En revanche, il a été démontré une synergie lors de l'administration simultanée de d-tubocurarine avec la gallamine puis lors de l'utilisation de vécuronium ou de pancuronium avec la d-tubocurarine. L'utilisation d'associations cliniques synergiques avait été proposée pour diminuer les posologies et les effets secondaires liés à certaines molécules. Cette méthode est tombée en désuétude, en raison de son intérêt clinique limité et de l'apparition de curares présentant peu d'effets secondaires hémodynamiques. L'administration simultanée de deux par les effets plus marqués d'un des deux curares non dépolarisants au niveau présynaptique ou par une fixation différente des deux molécules au niveau des deux sous-unités α du récepteur cholinergique [189].


L'administration préalable de suxaméthonium entraîne une augmentation de l'intensité et une prolongation du bloc non dépolarisant [48, 189]. Un bolus de 40 μg/kg de vécuronium administré plus de 30 minutes après le suxaméthonium, a une durée d'action totale de 26 minutes versus 12 minutes dans le groupe contrôle n'ayant pas reçu de suxaméthonium [48]. Le mécanisme de cette potentialisation n'est pas encore élucidé [28]. En revanche, en cas d'administration préalable d'une faible dose de curare non dépolarisant pour prévenir les fasciculations, le suxaméthonium est moins puissant et a une durée d'action raccourcie [189]. Il pourrait s'agir d'une compétition entre curare non dépolarisant et suxaméthonium au niveau des récepteurs cholinergiques postsynaptiques.


 

Utilisation prolongée

L'administration prolongée de curares est rare mais parfois nécessaire chez le patient de réanimation. La survenue d'une tachyphylaxie est fréquente, elle apparaît au bout de 2 à 4 jours, entraînant une multiplication des doses par 2 à 3.


Elle serait liée à l'augmentation du nombre des récepteurs cholinergiques extrajonctionnels, y compris en l'absence d'immobilisation. Plusieurs cas de paralysies prolongées ont été observés après l'arrêt de l'administration prolongée de curares. Les premiers cas de tétraparésie accompagnée d'aréflexie ont été décrits après administration prolongée de pancuronium [175], mais depuis, des atteintes similaires ont été décrites lors de l'utilisation de vécuronium [203] ou d'atracurium. Ces atteintes musculaires s'accompagnent d'atrophie musculaire et peuvent également toucher les muscles respiratoires. Le délai de récupération est très variable d'un patient à un autre.

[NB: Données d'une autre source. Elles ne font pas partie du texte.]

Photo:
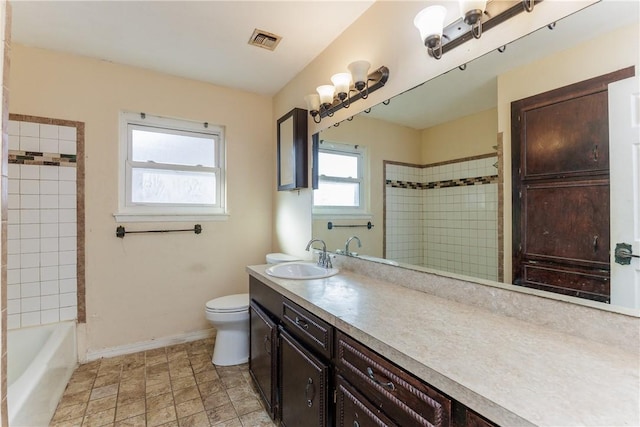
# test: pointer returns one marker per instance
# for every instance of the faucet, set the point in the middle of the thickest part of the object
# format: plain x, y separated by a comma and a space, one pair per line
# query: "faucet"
324, 260
346, 246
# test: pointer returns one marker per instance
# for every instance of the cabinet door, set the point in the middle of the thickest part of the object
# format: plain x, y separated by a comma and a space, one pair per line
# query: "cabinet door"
303, 385
262, 357
353, 410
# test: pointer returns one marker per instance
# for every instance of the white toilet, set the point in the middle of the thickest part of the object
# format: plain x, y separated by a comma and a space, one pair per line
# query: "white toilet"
230, 316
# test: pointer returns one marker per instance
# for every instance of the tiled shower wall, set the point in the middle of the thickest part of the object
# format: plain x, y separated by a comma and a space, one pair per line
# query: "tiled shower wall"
444, 216
42, 280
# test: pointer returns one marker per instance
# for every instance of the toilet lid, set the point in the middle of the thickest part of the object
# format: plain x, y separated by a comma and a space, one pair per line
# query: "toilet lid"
237, 302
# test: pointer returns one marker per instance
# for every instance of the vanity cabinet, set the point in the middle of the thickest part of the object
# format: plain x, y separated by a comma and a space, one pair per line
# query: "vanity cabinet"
311, 374
304, 384
400, 396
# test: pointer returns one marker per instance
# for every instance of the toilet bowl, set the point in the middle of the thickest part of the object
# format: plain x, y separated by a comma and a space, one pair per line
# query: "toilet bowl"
229, 315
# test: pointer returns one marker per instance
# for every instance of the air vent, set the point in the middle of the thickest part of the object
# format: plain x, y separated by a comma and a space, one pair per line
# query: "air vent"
264, 39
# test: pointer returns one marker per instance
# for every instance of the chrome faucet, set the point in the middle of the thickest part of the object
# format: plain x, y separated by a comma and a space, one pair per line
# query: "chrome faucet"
346, 245
324, 260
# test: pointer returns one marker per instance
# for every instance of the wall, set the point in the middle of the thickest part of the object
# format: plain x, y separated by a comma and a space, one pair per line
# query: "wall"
468, 136
398, 47
383, 141
146, 287
595, 57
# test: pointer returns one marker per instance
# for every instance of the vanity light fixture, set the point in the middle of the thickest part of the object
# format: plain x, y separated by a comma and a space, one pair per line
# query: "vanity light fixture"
346, 88
476, 16
472, 11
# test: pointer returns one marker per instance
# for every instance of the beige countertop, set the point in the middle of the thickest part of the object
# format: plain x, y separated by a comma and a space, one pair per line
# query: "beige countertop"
512, 371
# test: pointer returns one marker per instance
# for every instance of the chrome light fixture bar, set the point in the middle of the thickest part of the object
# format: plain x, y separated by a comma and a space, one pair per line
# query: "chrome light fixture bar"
477, 16
346, 89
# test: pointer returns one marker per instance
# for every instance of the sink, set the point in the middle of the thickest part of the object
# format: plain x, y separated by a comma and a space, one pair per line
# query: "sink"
300, 270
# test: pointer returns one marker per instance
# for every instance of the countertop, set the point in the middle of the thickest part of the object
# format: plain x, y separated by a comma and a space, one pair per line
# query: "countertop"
511, 371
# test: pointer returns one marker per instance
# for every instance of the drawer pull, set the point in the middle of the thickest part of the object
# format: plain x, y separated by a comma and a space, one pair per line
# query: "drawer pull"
312, 388
373, 378
267, 348
301, 323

Selon les cas, une atrophie d'origine neurogène, une nécrose musculaire ou des lésions compatibles avec celles rencontrées lors des myopathies sont retrouvées. Chez certains patients, une association curare stéroïden - corticoïdes administrés à fortes doses (état de mal asthmatique, transplantation d'organes) a été notée. Les curares agiraient en bloquant la transmission neuromusculaire, ce qui favoriserait la prolifération des récepteurs extrajonctionnels [109] et la dénervation d'un certain nombre de fibres musculaires. Cette pathologie est différente de la polyneuropathie de réanimation ou critical illness neuropathy qui survient lors du sepsis en l'absence de toute administration de curare. La survenue d'une hypermagnésémie, d'une acidose métabolique, d'une insuffisance rénale conduisant à l'accumulation de métabolites comme le 3-désacétylvécuronium, apparaissent comme des facteurs aggravants [203].